Tickled pink: the finger bun is back, and it’s no longer just a tuckshop treat
The nostalgia attached to our favourite home-grown pastries continues, this time in a shade of Millennial pink. The modest finger bun – a staple of brown paper bags – is back in vogue, decorated with decadence from Surry Hills to London.
The yeast-risen treats are popping up in cabinets at Surry Hills' Humble Bakery, who decorate theirs with a ribbon of pastel pink cream-cheese icing, and Woolloomooloo's Flour and Stone (with a cardamom and coffee cream, topped with almonds – recently replaced with a seasonal Easter bun).
Brisbane's Florence Cafe decorates the treats with lemon custard and figs and they're even as popular in the UK. At Spring restaurant in London, Sydney-born chef Skye Gyngell and her team are producing finger buns lacquered in thick Millennial pink frosting, so decadently drippy it looks like a cartoon.
"When we first sat down and were trying to decide what we were going to bake, the finger bun came up," says Humble Bakery co-owner Ben Milgate. "Kind of the classic at the canteen or Bakers Delight when you're a kid; we definitely wanted to recreate that ... but a little different." The Humble bun features dried cranberries, golden raisins and currants – and a slab of butter.
But what we know as a finger bun today is a relatively new concept, says culinary historian Jacqui Newling. Traditionally, "bun" was a term used to describe circular breads, baked either individually or in a pan, with dried fruit to sweeten (in the absence of affordable or plentiful sugar) and typically a light sugar glaze. The long, tubular, icing-slathered number is probably a derivative of this yeasted fruit bun, says the author of Eat Your History and curator at Sydney Living Museum. Its return to prominence is less easy to track.
"I think all these things have taken on a nostalgia value. There's so much more sort of global influence in our cake selection – we've got friands, cannolis and muffins ... the bun has become quite humble in a way," says Newling.
While there are references to "lady finger bun trays" in advertisements from the 1930s, mentions in The Australian Women's Weekly suggest the finger bun as we know it today came into its own in the 1970s – as did enjoying them iced, as opposed to glazed, with that quintessential pink stripe.

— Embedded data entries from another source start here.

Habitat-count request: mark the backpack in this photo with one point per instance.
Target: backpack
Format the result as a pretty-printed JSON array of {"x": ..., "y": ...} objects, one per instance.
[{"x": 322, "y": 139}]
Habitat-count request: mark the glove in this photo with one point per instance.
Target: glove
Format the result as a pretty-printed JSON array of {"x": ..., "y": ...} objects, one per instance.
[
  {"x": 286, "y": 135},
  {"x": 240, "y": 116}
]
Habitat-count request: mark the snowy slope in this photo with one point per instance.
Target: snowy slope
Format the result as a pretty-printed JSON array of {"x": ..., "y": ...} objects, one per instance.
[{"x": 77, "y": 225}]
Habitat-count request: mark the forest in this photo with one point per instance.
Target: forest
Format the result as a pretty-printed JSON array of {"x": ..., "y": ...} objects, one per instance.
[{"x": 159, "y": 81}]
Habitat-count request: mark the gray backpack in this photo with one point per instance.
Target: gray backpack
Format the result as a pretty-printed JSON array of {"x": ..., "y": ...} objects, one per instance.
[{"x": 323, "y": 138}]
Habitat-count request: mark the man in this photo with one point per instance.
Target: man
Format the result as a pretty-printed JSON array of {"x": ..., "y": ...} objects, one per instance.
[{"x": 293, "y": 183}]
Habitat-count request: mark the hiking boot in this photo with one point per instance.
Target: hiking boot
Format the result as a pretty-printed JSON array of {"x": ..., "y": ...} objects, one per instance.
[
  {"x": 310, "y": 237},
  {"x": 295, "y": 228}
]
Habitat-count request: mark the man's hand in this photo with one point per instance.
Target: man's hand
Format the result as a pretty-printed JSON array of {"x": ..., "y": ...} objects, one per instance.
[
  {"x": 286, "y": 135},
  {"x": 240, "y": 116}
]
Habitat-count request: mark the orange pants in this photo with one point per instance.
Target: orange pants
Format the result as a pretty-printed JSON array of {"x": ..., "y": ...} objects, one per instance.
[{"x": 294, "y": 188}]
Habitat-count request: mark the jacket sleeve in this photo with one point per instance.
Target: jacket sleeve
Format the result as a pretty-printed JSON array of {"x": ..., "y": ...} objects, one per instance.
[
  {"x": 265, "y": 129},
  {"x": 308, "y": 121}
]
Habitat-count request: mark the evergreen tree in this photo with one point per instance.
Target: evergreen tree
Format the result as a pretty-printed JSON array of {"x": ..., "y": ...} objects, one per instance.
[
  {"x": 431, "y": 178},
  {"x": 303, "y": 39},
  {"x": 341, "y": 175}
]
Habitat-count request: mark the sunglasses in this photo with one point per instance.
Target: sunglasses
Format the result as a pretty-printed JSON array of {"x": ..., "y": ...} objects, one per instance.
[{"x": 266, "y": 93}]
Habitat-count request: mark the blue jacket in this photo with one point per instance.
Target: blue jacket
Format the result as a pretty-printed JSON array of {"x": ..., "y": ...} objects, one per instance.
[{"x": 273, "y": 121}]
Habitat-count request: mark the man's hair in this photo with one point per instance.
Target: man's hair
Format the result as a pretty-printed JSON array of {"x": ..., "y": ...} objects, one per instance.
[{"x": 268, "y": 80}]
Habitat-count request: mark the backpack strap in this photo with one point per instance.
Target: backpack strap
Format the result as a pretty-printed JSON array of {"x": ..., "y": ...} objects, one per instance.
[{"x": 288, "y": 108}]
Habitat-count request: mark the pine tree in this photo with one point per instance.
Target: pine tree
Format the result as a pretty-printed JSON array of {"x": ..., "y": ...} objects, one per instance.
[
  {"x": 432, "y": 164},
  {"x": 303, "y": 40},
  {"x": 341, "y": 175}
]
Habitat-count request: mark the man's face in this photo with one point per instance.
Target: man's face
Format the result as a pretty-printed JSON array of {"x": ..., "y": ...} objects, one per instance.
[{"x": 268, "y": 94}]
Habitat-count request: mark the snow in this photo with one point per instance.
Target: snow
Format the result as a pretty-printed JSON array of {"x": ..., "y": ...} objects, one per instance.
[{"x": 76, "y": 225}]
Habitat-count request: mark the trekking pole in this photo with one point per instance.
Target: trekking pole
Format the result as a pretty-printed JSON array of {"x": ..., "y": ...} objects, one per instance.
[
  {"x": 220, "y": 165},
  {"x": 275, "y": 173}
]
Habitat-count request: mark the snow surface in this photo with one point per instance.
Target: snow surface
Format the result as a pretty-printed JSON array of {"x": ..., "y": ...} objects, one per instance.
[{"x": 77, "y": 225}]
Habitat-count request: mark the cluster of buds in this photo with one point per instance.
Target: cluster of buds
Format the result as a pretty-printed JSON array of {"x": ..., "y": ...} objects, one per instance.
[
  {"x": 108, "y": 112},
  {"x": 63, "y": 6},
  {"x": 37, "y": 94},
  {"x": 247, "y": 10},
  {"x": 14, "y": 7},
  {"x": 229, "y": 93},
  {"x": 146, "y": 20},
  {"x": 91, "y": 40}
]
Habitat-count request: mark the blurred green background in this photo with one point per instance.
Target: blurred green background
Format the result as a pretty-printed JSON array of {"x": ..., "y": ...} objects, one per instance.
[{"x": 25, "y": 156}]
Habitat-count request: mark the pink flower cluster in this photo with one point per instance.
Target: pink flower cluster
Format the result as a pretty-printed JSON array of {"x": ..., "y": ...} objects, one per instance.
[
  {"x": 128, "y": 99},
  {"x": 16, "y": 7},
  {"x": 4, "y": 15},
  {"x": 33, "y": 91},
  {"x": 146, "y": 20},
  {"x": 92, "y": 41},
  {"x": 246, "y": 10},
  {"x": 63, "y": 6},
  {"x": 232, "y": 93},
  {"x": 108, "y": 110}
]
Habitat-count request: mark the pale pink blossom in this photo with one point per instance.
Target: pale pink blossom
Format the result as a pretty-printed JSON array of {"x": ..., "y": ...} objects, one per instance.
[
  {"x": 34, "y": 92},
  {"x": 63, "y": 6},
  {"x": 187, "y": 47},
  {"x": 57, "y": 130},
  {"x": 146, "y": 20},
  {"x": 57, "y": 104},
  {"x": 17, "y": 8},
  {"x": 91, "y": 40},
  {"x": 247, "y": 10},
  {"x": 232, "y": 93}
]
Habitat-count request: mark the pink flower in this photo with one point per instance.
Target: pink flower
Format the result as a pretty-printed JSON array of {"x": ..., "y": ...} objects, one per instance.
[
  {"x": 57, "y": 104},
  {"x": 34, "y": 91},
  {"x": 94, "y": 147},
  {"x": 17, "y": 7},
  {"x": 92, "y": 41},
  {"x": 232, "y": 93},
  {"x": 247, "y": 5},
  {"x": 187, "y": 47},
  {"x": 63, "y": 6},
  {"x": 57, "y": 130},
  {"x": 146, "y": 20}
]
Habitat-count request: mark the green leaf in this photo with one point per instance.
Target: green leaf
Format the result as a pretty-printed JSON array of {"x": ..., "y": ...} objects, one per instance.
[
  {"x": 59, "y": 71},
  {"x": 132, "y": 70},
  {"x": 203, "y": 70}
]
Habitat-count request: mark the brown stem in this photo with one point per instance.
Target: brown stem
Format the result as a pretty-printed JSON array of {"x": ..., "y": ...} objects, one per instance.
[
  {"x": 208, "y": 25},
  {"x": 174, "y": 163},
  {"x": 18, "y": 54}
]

"The idea of the pink stripe down the middle was certainly a thing in the 1970s," says Newling. "[Finger buns] really seemed to come into their own in Australia in the 1970s. I think a lot of it comes from retailers, bakeries and things, [and] having a shop window [where] you want things to look cheerful and colourful. When you're really using the same kind of basic dough, it's the shape and what you add to it that distinguishes it from other things."
Cookbook author and chef Ross Dobson is adamant that a finger bun without the stripe isn't really a finger bun at all.
"Must have dried fruit. Butter optional. Must have pink icing. Coconut optional," he says. He scratches the resurgence of the finger bun down to a parallel resurgence of home baking, and tuning it to childhood favourites in the process.
"I think over the past 12 months there's been a real resurgence in nostalgic baking ... people were definitely turning to old school nostalgia to make them feel safe ... And maybe there's that crossover with this resurgence now," says the author, whose new book, Australia: The Cookbook, features a recipe for the very pink, fruity version.
"And I think the finger bun is now far enough removed from some people's minds to be cool again. I would say there's a resurgence in interest because people have gone, 'oh wow, this is actually really good'."
Finger buns have been on the Bakers Delight menu since the chain started in 1981. Their finger buns are decorated with white icing topped with 100s and 1000s or choc chips, Boston icing and coconut or cinnamon sugar, chocolate icing with chocolate chips, and the classic pink icing.
"You just can't keep a great treat down," says Lesley Gillespie, co-founder of Bakers Delight.
Passing down humble Australian recipes is essential, says Nelleke Gorton, the president and cookery officer at the Country Women's Association Bega branch. But it's especially important that they're fun to make.
"I totally believe in fun. If it's not fun, it's not worthy. It's gotta be fun to make and bake," she says.
Milgate says – hype aside – that's really what it's all about.
"It's still just a finger bun. It's white bread with fruit and frosting. Bloody delicious, but yeah, it's not a new thing. It's just a classic done well, with good ingredients. It's not earth-shattering but it's delicious and it takes people back to growing up."